Я частенько говорил Леониду, как ненавижу трамвайные порядки, чиновников и вообще, как ненавижу страну, в которой живу. Он объяснял мне, дескать, всё это результат продуманной целенаправленной политики. При этом он сам ненавидел приведённое выше не меньше. Я описывал ему в деталях о своём противостоянии с административным аппаратом депо. Он хохотал и временами изумлялся. Пока однажды впечатлённый очередным моим рассказом не взялся мне помочь. Разумеется не делом, а словом. Человек он — я повторяю — был умнейший.
— Ты всё делаешь не так, — заявил он мне, когда мы сидели в его пустом трамвае.
Дело происходило зимой. Кругом царил сумрак пасмурного дня. Наши вагоны стояли друг за другом. Впереди произошёл обрыв провода и вагоны встали.
— А как надо? — поинтересовался я.
— Для начала надо открыть трудовой кодекс, — наставительно — просто пояснил Леонид.
— А там что?
— А там дано подробное разъяснение, что ты можешь и чего ты не можешь. Действуй в соответствии с ним и эти ублюдки прижмут хвосты. Уж поверь мне. Законов они бояться. Да и толку будет больше чем с ругани.
— А конкретный пример можно? — спросил я, начиная чувствовать правоту собеседника.
— Пожалуйста. Вот ты говоришь, тебя замордовали дежурствами. Ну и пусть они тебя ставят. На это они имеют право. Но работать при пятидневной рабочей недели свыше восьми часов в день — нельзя. Они нарушают трудовое законодательство.
— И как я им об этом скажу?
— Так и скажешь. Я вот четыре часа отработал сидя в депо — ты ведь на работе, ещё четыре часа работаю, и давайте мне сменщика.
— Сказать — то я могу, да ведь не дадут! — разочарованно произнёс я.
— Ну и пусть не дают, — улыбнулся Леонид, — поставишь вагон на запасной путь, сообщишь об этом в депо и пойдёшь домой. Твой рабочий день окончен. А у них пусть голова болит, как перегонять вагон в депо. Но ты должен помнить: если ты начнёшь так поступать, это разозлит их ещё больше чем сейчас. Ты готов к этому?
— Я мечтаю об этом! — воскликнул я просияв.

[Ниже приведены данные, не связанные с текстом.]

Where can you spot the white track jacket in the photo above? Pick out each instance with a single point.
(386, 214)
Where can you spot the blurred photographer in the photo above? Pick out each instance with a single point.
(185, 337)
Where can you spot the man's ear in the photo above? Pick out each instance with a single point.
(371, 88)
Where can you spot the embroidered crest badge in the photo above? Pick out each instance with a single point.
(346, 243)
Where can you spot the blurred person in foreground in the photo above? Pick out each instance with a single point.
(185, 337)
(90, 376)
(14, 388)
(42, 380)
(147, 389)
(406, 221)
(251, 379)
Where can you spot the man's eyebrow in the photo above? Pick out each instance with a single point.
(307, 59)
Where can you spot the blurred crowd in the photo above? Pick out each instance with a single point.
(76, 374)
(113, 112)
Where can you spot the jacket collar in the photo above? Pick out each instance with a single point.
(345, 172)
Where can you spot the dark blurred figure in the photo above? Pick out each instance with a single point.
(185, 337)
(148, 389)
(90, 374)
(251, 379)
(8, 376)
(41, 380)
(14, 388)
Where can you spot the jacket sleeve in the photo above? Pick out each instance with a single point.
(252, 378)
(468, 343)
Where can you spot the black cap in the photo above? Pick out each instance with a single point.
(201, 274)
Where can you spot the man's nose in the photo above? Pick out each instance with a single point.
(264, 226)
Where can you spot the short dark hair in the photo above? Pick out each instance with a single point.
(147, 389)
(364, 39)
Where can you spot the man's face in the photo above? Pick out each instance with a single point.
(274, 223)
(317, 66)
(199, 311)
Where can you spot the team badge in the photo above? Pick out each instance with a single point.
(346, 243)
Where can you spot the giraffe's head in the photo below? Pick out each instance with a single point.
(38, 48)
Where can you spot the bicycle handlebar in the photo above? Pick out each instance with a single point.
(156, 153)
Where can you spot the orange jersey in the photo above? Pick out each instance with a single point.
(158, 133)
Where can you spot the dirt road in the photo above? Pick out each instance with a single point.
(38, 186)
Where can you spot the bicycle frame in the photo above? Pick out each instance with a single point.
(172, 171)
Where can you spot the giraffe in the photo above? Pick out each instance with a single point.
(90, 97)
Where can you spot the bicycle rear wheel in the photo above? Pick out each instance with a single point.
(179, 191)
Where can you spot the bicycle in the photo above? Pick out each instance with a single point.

Мой собеседник рассмеялся.
— Я так и думал. Теперь смотри: когда они пригласят тебя к себе побеседовать о твоём «плохом поведении» общайся с ними спокойно. И объясняй, что твой рабочий день составляет восемь часов. Не десять, не девять, а восемь. И если они хотят чтобы ты работал свыше — например по двенадцать — пускай переводят тебя на график два дня через два. А такого графика в депо нет. Либо пусть на те часы, которые ты будешь работать свыше, дают письменное распоряжение.
— Письменное распоряжение? — удивился я. — Это что такое?
— По закону, заставить тебя работать свыше восьми часов работодатель может с письменного распоряжения. Если нужно производству. По-другому никак. Вот и требуй каждый раз письменное распоряжение из отдела эксплуатации. Там сейчас главная Мокшанина. Пусть они умоются.